Sonic Boom: The History of Northwest Rock from “Louie Louie” to “Smells Like Teen Spirit”
by Pete Blecha
Although not really recognized as such until the heyday of Sub Pop, the Pacific Northwest was always a musical hotbed. Overshadowed by California to the South, the region produced or nurtured a number of diverse musicians, including Jimi Hendrix, Ray Charles, Loretta Lynn, and the Sonics.
Pete Blecha lays out a fascinating, highly readable account of the Northwest’s popular musical history in Sonic Boom: The History of Northwest Rock from “Louie Louie” to “Smells Like Teen Spirit,” making a convincing case that the song “Louie Louie” is a fundamental building block of the area’s music. As Blecha states, “What the kids of the Northwest reacted to best was a song that rocked hard and had no time for rhythmic subtlety.” Sloppy, raucous and simple, the song would influence countless area artists, and the sometimes complicated history of the song makes for some of the most interesting sections of the book.

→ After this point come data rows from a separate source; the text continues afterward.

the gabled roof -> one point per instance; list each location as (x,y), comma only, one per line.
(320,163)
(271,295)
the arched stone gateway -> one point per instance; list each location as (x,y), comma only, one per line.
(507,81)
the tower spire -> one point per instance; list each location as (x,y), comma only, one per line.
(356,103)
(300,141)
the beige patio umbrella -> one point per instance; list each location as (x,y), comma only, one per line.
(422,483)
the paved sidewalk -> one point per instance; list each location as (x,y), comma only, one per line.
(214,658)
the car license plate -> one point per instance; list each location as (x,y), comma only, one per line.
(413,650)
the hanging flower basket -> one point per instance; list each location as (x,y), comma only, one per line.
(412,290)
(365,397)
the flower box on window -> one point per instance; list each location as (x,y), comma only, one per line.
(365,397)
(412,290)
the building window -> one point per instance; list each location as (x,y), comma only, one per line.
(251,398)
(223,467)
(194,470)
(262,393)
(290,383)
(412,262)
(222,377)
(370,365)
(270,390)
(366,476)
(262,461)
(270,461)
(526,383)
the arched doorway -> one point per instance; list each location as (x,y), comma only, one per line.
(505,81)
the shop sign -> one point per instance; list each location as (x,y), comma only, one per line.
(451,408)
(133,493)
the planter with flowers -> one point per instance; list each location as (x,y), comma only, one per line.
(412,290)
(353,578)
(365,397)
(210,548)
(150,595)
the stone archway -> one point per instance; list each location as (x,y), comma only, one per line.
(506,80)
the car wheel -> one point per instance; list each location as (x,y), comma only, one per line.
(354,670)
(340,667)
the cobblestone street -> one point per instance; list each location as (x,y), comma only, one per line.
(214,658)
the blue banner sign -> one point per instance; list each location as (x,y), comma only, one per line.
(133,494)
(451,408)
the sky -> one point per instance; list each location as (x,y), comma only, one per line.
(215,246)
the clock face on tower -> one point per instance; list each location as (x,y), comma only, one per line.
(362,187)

The repression against rock and roll is also very interesting. For such a laid-back region, the amount of hurdles aspiring rockers had to overcome was fairly daunting — teen dance ordinances, anti-flyering laws, to say nothing of J. Edgar Hoover’s FBI investigating the phantom dirty words in “Louie Louie.”
Blecha writes with a local historian’s love of his subject, and Sonic Boom traces the Northwest’s music scene from Ray Charles’ heavy influence on the region in the late ’40s to right after Sub Pop hit. While the teen dance battles and the region’s love of simplified, heavy, horn-driven R&B make for the most interesting aspects of the book, Blecha has written a definitive musical history of the region.